Et pour aller à l’encontre du gris qu’on assimile souvent à la banlieue, il a préféré la documenter en couleur, dans les années 1980. Si Robert Doisneau a donné une image très cinématographique et souvent cliché de Paris, il est pourtant né et mort en banlieue, et a placé cette dernière au cœur de projets plus confidentiels.

Un tour d’horizon du paysage urbain français

Les éditions Dominique Carré ont sorti un livre photographique sur Doisneau, qu’ils ont intitulé La Banlieue en couleur. Les œuvres de l’illustre photographe réalisent un tour d’horizon, de Gennevilliers à Ivry, d’Arcueil à Montreuil, et vont de pair avec les transformations du paysage français dans ces années-là.

Quand on feuillette les pages de l’ouvrage, impossible de ne pas penser au travail de Laurent Kronental, Souvenir d’un Futur, qui veut rendre ses lettres de noblesse aux quartiers oubliés de la banlieue, en apportant un nouveau regard sur toutes ces “barres” titanesques souvent critiquées à cause de leur structure, leur construction et des quartiers dans lesquels elles s’érigent. Si ce dernier a utilisé la couleur naturellement, pour Doisneau, ce n’était pas une évidence puisque ce sont ses premières photos en couleur.

La note de l’éditeur nous apprend que ce reportage photo a été commandé par la Datar (Délégation interministérielle à l’aménagement du territoire et à l’attractivité régionale) à plusieurs photographes (dont Raymond Depardon, entre autres). Leur but était de “raconter le paysage au travers des yeux d’artistes, […] de proposer à des photographes de répondre en tant qu’artistes” :

“C’est ainsi que Robert Doisneau, dont l’œuvre commençait à être revisitée par des historiens d’art, a intégré l’équipe de photographes, rejoignant une aventure devenue mythique en ce qui concerne la représentation du paysage. Doisneau, comme d’autres photographes, a joué le jeu et fait l’effort sincère de se considérer comme un artiste. Il a échangé son Leica 24 × 36 contre une chambre photographique – de petit format, mais quand même – la chargeant de films en couleur, ce qui n’était pas rien non plus !
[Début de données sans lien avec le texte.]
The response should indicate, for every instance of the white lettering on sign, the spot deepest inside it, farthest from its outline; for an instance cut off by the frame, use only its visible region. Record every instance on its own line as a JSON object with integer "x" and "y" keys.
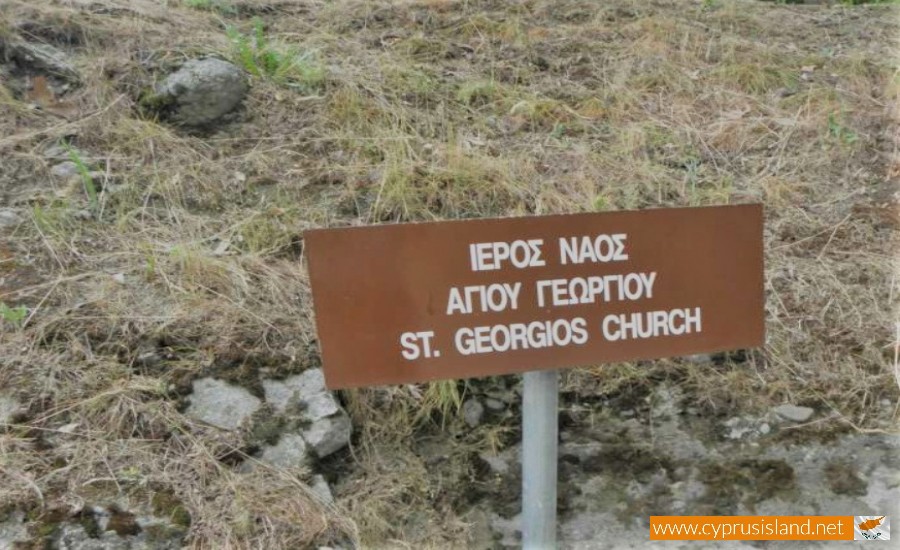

Comme le raconte Claude Eveno [l’urbaniste français qui a écrit la préface du livre, ndlr], il a repris le chemin de sa banlieue pour nous livrer un travail aujourd’hui encore inédit dont ce livre montre une courte sélection. Lui et les autres, les commanditaires et les photographes, auront ainsi ouvert la voie aux multiples commandes institutionnelles autour du paysage qui se sont succédé depuis.”

Ce projet photo de la Datar arrivait au moment où le béton et les HLM commençaient à pousser plus vite que les arbres, rajoutant une couche à l’horizon parisien ; le gouvernement voulait apporter une nouvelle vision de tous ces espaces et répondre aux appréhensions grandissantes des habitants.

Sur i-D, on peut lire une citation de Claude Eveno qui fait mouche, en préface, dans laquelle il compare l’horizon urbain des années 1980 avec celle d’après-guerre : “Y est-on plus heureux qu’alors ? C’est la question posée par les photographies de Doisneau, dont le regard, fixé pour toujours dans les images que nous gardons malgré nous en mémoire, semble dire avec la plus grande et innocente cruauté que nous n’en saurons jamais rien.”

La Banlieue en couleur, Robert Doisneau, texte de Claude Eveno, éditions Dominique Carré, 112 pages, 21 euros.